Could you be too good of a parent?
It’s not a strange question. A fascinating cover piece in The Atlantic suggests that perfect parenting is prompting young adults to seek therapy. I wrote a post about this for my college blog over at CBS MoneyWatch. Here’s an excerpt from that post:
According to The Atlantic article, perfect parenting is driving young adults into therapy. Curiously, these twenty and thirtysomethings aren’t complaining to their therapists about their parents. Rather they are gushing that their parents are wonderful. Some say that their moms and dads are their best friends.

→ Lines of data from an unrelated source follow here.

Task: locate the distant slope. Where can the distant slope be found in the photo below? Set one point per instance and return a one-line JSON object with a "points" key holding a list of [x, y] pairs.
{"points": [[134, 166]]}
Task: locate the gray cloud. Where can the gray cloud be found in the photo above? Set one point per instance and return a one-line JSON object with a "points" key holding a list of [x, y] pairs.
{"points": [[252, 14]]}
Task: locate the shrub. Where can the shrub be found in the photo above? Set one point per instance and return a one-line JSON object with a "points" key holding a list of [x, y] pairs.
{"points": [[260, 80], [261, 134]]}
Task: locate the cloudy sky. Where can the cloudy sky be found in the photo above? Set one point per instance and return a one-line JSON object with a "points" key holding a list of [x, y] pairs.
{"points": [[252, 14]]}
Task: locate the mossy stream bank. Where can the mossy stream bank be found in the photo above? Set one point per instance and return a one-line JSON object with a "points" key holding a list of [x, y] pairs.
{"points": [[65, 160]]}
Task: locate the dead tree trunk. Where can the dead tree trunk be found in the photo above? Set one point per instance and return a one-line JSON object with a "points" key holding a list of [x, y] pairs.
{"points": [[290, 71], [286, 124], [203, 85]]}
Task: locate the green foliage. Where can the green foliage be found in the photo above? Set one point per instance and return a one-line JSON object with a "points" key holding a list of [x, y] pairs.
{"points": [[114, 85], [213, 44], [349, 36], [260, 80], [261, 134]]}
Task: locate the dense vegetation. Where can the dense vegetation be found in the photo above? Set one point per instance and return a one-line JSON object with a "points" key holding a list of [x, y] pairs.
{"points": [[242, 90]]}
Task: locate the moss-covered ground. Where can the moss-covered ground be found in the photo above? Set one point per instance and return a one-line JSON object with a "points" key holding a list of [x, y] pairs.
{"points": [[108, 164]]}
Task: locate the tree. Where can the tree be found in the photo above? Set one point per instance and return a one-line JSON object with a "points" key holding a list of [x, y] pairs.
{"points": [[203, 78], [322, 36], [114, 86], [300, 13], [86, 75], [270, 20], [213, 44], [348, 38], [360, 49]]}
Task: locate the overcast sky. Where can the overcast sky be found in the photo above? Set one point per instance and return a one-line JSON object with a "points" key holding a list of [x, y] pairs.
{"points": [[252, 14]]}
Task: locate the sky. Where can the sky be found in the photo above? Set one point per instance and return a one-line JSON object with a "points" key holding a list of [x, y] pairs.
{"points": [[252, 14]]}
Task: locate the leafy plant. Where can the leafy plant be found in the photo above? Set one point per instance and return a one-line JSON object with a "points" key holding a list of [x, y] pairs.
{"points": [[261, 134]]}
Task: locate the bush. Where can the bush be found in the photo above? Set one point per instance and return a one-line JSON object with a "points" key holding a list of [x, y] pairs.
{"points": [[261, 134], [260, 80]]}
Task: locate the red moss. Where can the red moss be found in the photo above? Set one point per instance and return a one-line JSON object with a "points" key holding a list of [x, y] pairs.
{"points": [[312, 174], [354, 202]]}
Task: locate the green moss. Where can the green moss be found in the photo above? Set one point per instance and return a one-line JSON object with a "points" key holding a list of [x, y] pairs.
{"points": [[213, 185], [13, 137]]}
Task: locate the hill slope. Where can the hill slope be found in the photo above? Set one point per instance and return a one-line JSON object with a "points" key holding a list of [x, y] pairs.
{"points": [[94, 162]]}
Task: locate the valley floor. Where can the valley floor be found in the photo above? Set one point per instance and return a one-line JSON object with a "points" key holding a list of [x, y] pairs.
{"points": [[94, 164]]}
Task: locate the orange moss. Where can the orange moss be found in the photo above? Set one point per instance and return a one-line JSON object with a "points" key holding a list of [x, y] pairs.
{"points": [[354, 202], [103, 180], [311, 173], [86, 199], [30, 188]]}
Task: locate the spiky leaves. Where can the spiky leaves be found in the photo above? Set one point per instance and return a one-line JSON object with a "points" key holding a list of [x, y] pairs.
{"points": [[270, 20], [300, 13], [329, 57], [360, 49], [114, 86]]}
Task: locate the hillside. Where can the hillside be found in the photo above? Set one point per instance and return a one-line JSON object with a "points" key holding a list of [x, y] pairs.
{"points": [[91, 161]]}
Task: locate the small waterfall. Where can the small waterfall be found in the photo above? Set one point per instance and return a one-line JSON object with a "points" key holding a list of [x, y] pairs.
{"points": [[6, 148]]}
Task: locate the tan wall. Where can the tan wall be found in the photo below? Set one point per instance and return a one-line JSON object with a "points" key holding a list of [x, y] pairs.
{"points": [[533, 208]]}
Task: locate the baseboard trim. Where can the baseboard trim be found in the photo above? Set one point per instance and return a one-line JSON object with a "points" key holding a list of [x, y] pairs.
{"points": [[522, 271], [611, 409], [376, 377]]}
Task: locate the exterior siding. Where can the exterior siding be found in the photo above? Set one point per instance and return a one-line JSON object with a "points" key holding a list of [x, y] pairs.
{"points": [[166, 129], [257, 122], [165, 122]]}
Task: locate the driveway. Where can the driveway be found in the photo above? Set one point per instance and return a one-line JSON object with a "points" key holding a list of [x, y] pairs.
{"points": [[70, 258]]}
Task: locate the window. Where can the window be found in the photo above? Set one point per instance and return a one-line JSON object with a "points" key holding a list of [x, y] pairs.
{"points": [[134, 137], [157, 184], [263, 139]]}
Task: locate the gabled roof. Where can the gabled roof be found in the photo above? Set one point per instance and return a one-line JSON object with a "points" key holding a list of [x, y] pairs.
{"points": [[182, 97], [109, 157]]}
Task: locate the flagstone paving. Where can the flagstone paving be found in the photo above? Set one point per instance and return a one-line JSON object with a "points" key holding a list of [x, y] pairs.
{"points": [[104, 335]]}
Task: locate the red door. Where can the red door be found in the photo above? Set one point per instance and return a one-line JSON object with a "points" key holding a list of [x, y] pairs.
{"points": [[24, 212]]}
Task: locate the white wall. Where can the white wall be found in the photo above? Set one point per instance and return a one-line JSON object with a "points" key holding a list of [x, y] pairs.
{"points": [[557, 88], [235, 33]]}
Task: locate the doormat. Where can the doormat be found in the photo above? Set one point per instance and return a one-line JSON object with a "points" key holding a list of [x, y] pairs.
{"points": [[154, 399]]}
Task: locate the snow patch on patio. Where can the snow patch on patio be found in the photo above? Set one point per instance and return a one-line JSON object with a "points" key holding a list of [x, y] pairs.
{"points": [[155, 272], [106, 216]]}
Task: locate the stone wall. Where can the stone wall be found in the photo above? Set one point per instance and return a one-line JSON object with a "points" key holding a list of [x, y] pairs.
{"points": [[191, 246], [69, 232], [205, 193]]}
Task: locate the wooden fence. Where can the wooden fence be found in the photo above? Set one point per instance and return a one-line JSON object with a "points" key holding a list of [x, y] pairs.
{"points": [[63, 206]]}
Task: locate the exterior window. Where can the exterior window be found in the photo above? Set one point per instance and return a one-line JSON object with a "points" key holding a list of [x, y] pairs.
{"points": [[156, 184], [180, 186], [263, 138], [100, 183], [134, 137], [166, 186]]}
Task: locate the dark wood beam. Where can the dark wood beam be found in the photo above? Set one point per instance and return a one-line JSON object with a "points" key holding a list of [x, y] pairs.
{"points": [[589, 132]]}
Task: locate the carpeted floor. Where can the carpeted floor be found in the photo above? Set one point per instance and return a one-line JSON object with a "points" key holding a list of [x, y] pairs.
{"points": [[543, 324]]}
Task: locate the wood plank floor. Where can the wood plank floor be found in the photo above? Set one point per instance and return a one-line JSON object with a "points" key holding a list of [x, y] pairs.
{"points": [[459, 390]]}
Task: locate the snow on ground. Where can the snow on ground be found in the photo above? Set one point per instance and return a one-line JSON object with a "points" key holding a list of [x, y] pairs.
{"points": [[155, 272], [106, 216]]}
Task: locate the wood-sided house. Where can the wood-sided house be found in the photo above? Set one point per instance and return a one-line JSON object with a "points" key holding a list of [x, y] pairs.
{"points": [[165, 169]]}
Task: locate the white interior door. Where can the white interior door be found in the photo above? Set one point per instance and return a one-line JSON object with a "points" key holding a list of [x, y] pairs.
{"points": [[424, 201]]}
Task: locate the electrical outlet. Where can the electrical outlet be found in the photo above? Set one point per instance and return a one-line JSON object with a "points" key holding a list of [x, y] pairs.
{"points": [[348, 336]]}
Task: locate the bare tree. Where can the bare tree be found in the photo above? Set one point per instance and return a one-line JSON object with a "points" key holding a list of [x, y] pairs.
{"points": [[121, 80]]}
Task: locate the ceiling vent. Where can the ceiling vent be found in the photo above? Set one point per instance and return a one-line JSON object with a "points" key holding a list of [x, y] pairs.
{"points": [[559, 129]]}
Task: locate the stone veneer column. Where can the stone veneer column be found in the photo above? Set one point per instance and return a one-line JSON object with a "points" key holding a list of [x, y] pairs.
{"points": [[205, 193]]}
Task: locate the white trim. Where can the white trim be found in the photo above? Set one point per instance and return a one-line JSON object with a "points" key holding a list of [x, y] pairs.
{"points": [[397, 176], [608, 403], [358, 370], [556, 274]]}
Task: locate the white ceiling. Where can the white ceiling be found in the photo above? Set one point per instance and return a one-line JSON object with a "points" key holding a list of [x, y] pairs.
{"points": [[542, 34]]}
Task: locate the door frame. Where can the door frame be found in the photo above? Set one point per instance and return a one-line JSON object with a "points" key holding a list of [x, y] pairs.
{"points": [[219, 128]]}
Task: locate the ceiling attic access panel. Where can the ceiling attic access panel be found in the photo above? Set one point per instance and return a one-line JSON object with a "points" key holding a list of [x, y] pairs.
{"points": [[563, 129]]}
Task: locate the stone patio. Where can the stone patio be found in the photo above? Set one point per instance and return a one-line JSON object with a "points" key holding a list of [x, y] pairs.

The parents of these young adults typically gave their children the freedom to find themselves and encouraged them to pursue whatever would make them feel happy in life. Sound familiar?
What’s Wrong? Children Who Adore Their Parents
It’s no wonder that these grown children adore their parents, but nonetheless they complain of feeling adrift and unfulfilled even if they lead amazing lives. Lori Gottlieb, a therapist and the author of the magazine piece, who has counseled many of these adults, concluded that their parents could be guilty of being too good.
Children who experience an amazing childhood aren’t necessarily ready for the hard knocks of real life when they leave the nest. Parents, and I’m as guilty as anybody, have raised their kids during a time when everyone gets high-fives and praise for non-accomplishments. It’s no wonder that surveys show that American college students are off the charts in self confidence.